Supreme Court wrong to pass on school vouchers

November 16, 1998

The Miami Herald said in an editorial Friday:

THE Supreme Court did no favor for state legislators by ducking the issue of school vouchers that may be cashed at religious schools. The political struggle over vouchers needs clear thinking and legal guidance from the court.

The issue most likely will confront Florida's legislators in the spring.

Despite the obvious First Amendment issues posed by the flow of public money into religious schools via vouchers, only Justice Stephen Breyer voted to review the issues raised by Wisconsin's voucher program. The Wisconsin courts had upheld the voucher program, saying that it did not favor religion because vouchers are given to parents who decide where to send their children.

A slippery slope

The Wisconsin program demonstrates how slippery a slope vouchers are. Wisconsin started out in 1990 with a pilot program in which 337 children of low-income families used vouchers at private, nonsectarian schools. After the Wisconsin Supreme Court approved using vouchers at religious schools, the program included them this year and grew to 15,000 slots. Each voucher now has doubled, to $4,900.

Voucher programs have been somewhat popular because their supporters have limited their use -- initially -- to low-income families who live in neighborhoods whose schools have low test scores.

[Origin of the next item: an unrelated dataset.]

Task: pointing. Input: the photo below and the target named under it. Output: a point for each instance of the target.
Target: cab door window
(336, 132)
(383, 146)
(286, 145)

But studies in Wisconsin have shown only small improvements in math scores, and none in reading scores, by children in the voucher program.

Opponents argue that vouchers and charter schools merely drain tax dollars from public education and distract attention from the need to improve inner-city schools. But more worrisome is the danger that vouchers will result in the religious Balkanization of schools and children -- financed by all taxpayers.

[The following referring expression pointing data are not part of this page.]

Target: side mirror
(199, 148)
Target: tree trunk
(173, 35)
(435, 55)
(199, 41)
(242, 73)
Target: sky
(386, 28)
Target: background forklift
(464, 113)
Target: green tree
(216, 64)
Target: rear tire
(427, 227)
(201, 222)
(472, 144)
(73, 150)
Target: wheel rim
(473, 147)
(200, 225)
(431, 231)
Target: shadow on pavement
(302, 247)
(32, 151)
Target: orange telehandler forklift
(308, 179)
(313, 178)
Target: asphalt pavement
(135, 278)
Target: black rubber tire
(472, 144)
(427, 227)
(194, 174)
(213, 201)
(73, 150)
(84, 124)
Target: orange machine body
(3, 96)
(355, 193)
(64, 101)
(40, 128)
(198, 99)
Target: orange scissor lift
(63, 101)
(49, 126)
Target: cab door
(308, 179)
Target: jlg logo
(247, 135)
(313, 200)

The First Amendment clearly permits the free exercise of religion, but it just as clearly prohibits state establishment of religion.

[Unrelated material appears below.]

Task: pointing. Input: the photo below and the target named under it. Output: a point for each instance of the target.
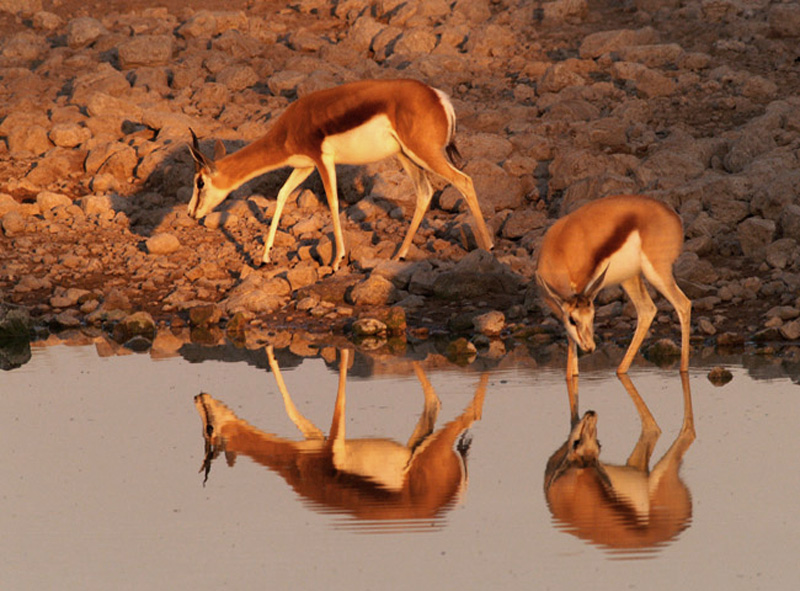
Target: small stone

Past Supreme Court rulings threaded an unsteady course on this issue. They have allowed state payment for remedial programs in a nonsectarian atmosphere at religious schools while overturning New York law that permitted Hasidic Jews to create a state-funded school for the retarded children of their community.

A finger to the wind

Perhaps the Supreme Court is waiting for conflicting appellate-court decisions on vouchers. Perhaps it is putting up a finger into the ideological winds. Whatever it is doing, its failure to take up the Wisconsin case will prolong the current American cultural war -- at some peril to the Constitution.